Photo-physical and nonlinear-optical properties of a new polymer: hydroxylated pyridyl para-phenylene

TL;DR

This study investigates the photo-physical and nonlinear-optical properties of a novel amphiphilic conjugated polymer, hydroxylated pyridyl para-phenylene, revealing wavelength-dependent nonlinear behaviors and superior optical limiting performance.

Contribution

It provides new insights into the nonlinear optical responses and aggregation effects of the polymer, expanding potential applications in optical limiting and photonics.

Findings

Nonlinear absorption shifts from reverse saturable to saturable at ~540 nm.

Optical limiting performance exceeds that of C60 fullerene at 532 nm.

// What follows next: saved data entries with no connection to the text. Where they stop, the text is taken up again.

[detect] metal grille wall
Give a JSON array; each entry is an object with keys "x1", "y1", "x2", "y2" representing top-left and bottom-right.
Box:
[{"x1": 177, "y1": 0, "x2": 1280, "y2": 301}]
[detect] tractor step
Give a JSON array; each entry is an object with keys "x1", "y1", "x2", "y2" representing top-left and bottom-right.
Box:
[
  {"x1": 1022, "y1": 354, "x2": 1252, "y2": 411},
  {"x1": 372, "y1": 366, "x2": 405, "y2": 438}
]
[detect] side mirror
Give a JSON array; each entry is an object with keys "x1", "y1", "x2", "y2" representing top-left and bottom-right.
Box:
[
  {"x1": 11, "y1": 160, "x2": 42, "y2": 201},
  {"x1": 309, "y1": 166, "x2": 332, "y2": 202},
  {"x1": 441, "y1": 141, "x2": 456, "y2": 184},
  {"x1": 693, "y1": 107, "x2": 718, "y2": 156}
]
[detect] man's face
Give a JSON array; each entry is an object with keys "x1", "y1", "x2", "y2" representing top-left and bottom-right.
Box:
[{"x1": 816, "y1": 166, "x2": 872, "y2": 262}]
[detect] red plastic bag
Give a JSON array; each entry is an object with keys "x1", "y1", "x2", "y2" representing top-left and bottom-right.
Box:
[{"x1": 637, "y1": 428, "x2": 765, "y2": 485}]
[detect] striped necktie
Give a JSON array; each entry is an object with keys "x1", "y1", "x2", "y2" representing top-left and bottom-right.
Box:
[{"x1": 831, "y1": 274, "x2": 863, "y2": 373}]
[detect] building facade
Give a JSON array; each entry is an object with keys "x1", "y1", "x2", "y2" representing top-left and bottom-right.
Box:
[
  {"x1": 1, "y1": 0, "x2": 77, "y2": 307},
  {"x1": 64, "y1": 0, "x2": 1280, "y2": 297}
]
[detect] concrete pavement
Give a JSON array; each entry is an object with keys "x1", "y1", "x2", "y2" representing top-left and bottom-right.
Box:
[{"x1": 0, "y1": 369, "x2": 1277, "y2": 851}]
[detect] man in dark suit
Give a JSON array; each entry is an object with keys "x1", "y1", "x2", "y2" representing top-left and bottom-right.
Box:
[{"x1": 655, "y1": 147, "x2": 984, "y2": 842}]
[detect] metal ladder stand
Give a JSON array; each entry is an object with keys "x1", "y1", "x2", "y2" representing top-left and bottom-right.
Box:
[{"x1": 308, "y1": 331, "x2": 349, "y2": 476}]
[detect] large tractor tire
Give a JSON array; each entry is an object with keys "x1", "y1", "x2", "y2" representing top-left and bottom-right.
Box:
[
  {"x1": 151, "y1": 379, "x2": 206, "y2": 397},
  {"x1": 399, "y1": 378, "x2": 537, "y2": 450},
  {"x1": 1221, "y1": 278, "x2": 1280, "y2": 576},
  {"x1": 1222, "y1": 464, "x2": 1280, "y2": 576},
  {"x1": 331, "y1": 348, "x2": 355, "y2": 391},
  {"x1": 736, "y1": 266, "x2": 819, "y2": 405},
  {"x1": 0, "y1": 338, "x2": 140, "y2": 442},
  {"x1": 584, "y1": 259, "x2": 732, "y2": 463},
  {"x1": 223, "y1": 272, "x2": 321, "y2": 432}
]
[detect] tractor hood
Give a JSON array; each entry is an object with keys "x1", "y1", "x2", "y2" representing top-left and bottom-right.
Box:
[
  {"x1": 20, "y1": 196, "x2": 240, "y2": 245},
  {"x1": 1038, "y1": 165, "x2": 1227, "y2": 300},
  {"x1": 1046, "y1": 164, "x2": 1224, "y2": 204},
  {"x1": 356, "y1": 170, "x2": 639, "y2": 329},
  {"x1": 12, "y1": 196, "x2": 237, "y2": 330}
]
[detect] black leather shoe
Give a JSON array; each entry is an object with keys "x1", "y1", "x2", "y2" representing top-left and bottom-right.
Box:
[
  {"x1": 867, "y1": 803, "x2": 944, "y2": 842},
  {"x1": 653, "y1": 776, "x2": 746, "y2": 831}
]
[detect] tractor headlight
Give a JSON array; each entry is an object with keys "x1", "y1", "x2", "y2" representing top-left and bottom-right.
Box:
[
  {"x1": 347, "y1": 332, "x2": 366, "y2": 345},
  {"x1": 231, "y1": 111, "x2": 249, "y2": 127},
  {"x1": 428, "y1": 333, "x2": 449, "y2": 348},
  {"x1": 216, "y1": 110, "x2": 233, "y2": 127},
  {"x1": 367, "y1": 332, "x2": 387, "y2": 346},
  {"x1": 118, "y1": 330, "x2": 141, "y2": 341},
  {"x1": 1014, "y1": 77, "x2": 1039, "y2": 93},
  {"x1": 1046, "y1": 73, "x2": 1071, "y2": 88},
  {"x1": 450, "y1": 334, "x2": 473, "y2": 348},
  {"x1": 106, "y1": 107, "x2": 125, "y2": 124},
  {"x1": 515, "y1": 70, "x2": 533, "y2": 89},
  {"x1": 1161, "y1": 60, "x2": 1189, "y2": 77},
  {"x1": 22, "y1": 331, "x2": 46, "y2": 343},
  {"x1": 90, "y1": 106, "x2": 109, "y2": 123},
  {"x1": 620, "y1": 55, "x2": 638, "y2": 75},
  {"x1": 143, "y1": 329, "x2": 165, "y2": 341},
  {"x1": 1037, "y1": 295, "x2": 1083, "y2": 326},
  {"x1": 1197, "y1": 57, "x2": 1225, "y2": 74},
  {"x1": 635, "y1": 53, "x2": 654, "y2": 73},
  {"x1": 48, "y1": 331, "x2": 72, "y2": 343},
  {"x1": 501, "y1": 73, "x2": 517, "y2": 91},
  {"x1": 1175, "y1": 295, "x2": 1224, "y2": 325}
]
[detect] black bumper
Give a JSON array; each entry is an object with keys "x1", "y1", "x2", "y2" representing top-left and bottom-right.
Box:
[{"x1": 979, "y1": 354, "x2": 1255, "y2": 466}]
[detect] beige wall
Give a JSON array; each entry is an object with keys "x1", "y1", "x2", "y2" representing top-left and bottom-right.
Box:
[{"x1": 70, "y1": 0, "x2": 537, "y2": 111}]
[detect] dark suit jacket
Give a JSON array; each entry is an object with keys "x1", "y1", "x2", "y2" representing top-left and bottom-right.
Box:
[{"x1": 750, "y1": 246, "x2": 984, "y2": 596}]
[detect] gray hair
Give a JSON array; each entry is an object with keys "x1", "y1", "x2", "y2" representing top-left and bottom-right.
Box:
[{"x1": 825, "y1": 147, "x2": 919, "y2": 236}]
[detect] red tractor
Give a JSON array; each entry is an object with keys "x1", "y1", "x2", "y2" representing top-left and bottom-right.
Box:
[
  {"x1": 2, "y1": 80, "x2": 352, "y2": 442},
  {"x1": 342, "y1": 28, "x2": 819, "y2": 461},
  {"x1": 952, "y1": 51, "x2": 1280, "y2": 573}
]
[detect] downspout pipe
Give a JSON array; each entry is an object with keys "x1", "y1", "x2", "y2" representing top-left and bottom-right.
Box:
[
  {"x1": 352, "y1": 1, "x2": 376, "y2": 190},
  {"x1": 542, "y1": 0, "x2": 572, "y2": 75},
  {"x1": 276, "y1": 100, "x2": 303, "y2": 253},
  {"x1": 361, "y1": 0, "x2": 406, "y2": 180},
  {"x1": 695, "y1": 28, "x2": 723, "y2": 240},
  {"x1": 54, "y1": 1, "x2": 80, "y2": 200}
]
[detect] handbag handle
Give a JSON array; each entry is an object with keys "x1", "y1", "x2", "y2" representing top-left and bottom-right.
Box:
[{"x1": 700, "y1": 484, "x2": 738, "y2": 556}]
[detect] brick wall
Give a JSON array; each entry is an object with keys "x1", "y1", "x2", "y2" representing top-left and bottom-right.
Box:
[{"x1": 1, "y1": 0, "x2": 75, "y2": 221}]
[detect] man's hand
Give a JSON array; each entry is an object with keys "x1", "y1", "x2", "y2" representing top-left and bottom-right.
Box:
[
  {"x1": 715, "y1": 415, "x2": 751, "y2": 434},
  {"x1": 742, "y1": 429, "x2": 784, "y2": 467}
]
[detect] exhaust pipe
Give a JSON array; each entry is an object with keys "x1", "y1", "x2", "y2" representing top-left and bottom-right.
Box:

Aggregation influences the nonlinear optical properties.

Abstract

Photo-physical and nonlinear-optical properties of a new amphiphilic conjugated polymer: hydroxylated pyridyl para-phenylene (Py-PhPPP) both in CH2Cl2 solution and in thin films have been investigated. By using Z-scan technique with nanosecond laser pulses of wavelengths ranging from 430 to 600 nm, the large nonlinear absorption and refraction have been determined in terms of the effective third-order, nonlinear-optical susceptibilities. These Z-scans reveal that the nonlinear absorption alters from reverse saturable absorption to saturable absorption at wavelength of ~ 540 nm. Similarly, alteration from self-defocusing to self-focusing manifests itself at the same wavelength. The optical limiting performance of Py-PhPPP in solution is superior to toluene solution of [60]fullerene (C60) at 532 nm. Both UV-visible absorption spectra and photoluminescence (PL) spectra show concentration dependence. The PL spectra also depend on excitation wavelengths. These evidences suggest that the aggregate formation should play an important role in the nonlinear-optical properties of the new polymer. We attribute the reverse saturable absorption in the region of blue and green wavelengths mainly to intra-chain, triplet-triplet absorption while the absorption bleaching at longer wavelengths is due to saturation in the absorption band induced by the aggregates.